Security & Governance

How TITC handles personal data in practice

This policy explains the internal standards TITC applies when collecting, storing, using, sharing, retaining and responding to incidents involving personal data. It supports our public privacy notice and is designed to reflect practical POPIA and GDPR expectations.

Effective date: March 12, 2026 Operational handling standard Applies across advisory and recruitment workflows
Principle 01

Collect only what is needed

We aim to collect personal data that is relevant, adequate and proportionate to a specific advisory, recruitment, intelligence or operational purpose.

Principle 02

Limit access and exposure

Personal data should only be available to people and service providers who need it for a legitimate business purpose and who are subject to confidentiality obligations.

Principle 03

Respond quickly when risks arise

Suspected incidents, loss events or unauthorised access must be investigated, contained, documented and escalated without delay.

Governance and accountability

TalentintheCloud PTY Limited, trading as TITC and titc.io, is accountable for the lawful and responsible handling of personal data collected through the website and through connected business activities.

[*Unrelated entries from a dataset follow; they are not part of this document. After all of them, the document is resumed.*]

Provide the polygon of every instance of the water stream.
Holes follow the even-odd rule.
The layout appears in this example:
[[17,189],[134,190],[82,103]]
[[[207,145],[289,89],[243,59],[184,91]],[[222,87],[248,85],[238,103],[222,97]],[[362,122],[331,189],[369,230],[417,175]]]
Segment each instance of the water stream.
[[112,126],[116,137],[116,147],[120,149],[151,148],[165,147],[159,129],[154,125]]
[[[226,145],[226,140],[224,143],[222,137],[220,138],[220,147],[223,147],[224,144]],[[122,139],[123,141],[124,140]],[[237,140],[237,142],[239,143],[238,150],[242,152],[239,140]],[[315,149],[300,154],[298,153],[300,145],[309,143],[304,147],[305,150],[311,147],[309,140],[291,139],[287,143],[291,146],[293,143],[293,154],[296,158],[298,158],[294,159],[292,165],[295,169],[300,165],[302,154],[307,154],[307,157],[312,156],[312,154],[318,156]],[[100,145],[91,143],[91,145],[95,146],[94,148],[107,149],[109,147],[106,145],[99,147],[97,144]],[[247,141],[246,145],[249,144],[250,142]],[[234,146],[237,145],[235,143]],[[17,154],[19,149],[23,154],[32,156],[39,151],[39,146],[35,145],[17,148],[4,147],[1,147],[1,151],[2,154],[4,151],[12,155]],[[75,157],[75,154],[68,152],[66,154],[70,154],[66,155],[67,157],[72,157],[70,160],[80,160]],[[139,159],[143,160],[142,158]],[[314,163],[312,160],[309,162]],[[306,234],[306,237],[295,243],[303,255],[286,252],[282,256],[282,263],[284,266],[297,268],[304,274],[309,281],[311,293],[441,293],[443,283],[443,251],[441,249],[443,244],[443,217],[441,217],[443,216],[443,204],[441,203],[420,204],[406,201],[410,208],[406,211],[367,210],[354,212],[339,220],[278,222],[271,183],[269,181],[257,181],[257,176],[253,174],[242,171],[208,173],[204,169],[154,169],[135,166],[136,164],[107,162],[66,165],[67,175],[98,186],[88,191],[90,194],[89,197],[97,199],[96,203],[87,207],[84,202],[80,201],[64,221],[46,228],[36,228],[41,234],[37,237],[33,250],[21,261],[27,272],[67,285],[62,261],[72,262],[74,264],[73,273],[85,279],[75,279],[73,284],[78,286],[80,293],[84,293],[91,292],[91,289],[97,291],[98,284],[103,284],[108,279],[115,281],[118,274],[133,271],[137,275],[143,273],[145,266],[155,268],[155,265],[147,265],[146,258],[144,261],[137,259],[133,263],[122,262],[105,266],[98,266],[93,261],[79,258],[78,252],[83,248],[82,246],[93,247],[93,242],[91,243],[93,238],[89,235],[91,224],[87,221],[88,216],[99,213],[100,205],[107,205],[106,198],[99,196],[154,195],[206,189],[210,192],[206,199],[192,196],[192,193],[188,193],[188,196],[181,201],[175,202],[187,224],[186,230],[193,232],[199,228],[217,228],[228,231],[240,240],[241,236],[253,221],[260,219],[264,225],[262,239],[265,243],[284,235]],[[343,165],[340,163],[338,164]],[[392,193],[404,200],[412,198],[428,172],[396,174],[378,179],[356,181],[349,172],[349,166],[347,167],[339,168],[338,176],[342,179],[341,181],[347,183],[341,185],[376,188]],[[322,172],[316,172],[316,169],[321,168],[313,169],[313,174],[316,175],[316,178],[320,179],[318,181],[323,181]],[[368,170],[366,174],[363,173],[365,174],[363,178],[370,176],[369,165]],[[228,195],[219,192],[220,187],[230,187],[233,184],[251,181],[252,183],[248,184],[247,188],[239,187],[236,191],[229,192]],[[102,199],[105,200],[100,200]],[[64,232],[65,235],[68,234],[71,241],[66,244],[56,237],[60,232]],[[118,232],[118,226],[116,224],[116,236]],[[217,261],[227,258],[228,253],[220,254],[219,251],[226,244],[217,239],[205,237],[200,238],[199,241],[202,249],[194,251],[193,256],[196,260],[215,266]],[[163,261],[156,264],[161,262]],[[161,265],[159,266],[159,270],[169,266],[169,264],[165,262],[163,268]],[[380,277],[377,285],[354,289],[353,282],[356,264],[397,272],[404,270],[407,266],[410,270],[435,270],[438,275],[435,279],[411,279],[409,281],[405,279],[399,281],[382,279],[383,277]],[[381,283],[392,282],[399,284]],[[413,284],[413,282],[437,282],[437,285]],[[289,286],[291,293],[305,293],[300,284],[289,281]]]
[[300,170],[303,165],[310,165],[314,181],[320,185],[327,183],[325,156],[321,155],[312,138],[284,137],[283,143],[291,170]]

Privacy oversight sits with Darren Franks as the privacy contact and internal escalation point for data rights requests, incident reporting and policy review.

Collection, classification and minimisation

Before collecting or storing personal data, we aim to identify the purpose, the likely sensitivity of the information and the people who genuinely need access to it.

  • We try to collect the minimum data needed to progress an enquiry, mandate, search, diligence exercise or business relationship.
  • Where special personal information or higher-risk data is not required, it should not be requested through standard website channels.
  • Data gathered from public sources should still be relevant, fair to use and connected to a legitimate business purpose.
  • Where consent is the chosen basis for processing, that consent should be clear, specific and capable of being withdrawn.

Access control, storage and security safeguards

We seek to protect personal data through a combination of technical and organisational controls appropriate to the volume, sensitivity and business context of the information involved.

  • Access should be limited on a need-to-know basis.
  • Accounts, tools and storage locations used for personal data should be protected with appropriate authentication and access management controls.
  • Reasonable steps should be taken to protect data in transit and at rest where the relevant systems support those controls.
  • Devices, files and communications used in live mandates should be handled with due regard to confidentiality and commercial sensitivity.
  • Where information is no longer needed in an active workflow, it should be archived or removed in line with the retention rules below.

Sharing with clients, partners and processors

Personal data may be shared internally, with clients, with prospective employers or with service providers where there is a lawful basis and a defined business purpose.

  • Candidate or executive profile information should not be disclosed more widely than necessary for the relevant search or advisory process.
  • Third-party processors should be selected with regard to security, reliability and contractual accountability.
  • Where cross-border processing is involved, appropriate safeguards should be considered before data is transferred or made accessible.
  • Personal data should never be sold as a standalone commercial asset.

Retention, archival and secure disposal

Retention periods depend on the purpose of collection, the status of the relationship and any regulatory or contractual obligations that apply.

  • Website enquiries and dormant business development records are generally reviewed against a 24-month retention horizon from the last meaningful interaction.
  • Active client, candidate or mandate records may be retained for longer while the relationship remains live or there is a justified operational, evidential or legal reason to do so.
  • When data is no longer required, it should be securely deleted, anonymised or archived in a controlled manner.

Rights requests and data subject communications

Requests for access, correction, deletion, restriction, objection or portability should be directed to [email protected]. We may ask for enough information to verify identity and locate the records involved.

Requests should be assessed promptly and ordinarily answered within one calendar month unless a lawful extension is needed because of complexity, volume or overlapping legal obligations.

Incident response and breach handling

If TITC becomes aware of suspected unauthorised access, disclosure, loss, destruction or alteration of personal data, the issue should be escalated immediately for investigation and containment.

  1. Assess: identify what happened, which systems or records were affected, and whether personal data was involved.
  2. Contain: isolate affected systems, credentials, integrations or workflows and work with hosting or service providers where relevant.
  3. Evaluate risk: determine the likely impact on individuals, clients, candidates and operations.
  4. Notify: where required by law, notify the appropriate regulator and affected individuals without undue delay. Under GDPR this may require notification within 72 hours where feasible; under POPIA, notification must be made as soon as reasonably possible after discovering a qualifying compromise.
  5. Record and remediate: document the incident, the decision-making, the measures taken and the follow-up steps needed to reduce recurrence.

Review and updates

This policy should be reviewed when our operating model, website tooling, service providers or legal obligations change materially. Updated versions will be published on the site when appropriate.